Sidang lanjutan yang dipimpin hakim Dewa Ketut Kartana dengan dua anggota, yakni Heneng Pujadi dan Betsji Siske Manoe ini dengan agenda penyerahan bukti para pihak.
Perkara PKPU yang dimohon Ketua Umum Kadin Pusat Mohammad Arsjad Rasjid Prabu Mangkuningrat (Arsjad Rasjid) dan tiga pemohon lainnya meminta bonus Rp 700 miliar kepada PT Krama Yudha Tiga Berlian Motors (Persero) ini diharapkan berjalan sesuai ketentuan hukum dan majelis hakim menjadi pengadil yang profesional.
Harapan ini disampaikan advokat Damianus Renjaan yang mewakili kliennya yang menjadi ahli waris PT Krama Yudha yakni Rozita Binte Puteh dan Ery Rizly Bin Ekarasja.

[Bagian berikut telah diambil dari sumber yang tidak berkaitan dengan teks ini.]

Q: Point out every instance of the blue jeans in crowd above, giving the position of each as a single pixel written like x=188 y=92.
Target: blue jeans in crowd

“Klien kami selaku Termohon PKPU I dan II dalam perkara ini untuk kesekian kalianya meminta majelis hakim agar tidak gegabah mengabulkan permohonan PKPU karena klien kami adalah ahli waris yang tidak mengetahui Akta Nomor 78 yang menjadi dasar tuntutan utang,” beber Damianus kepada wartawan kemarin.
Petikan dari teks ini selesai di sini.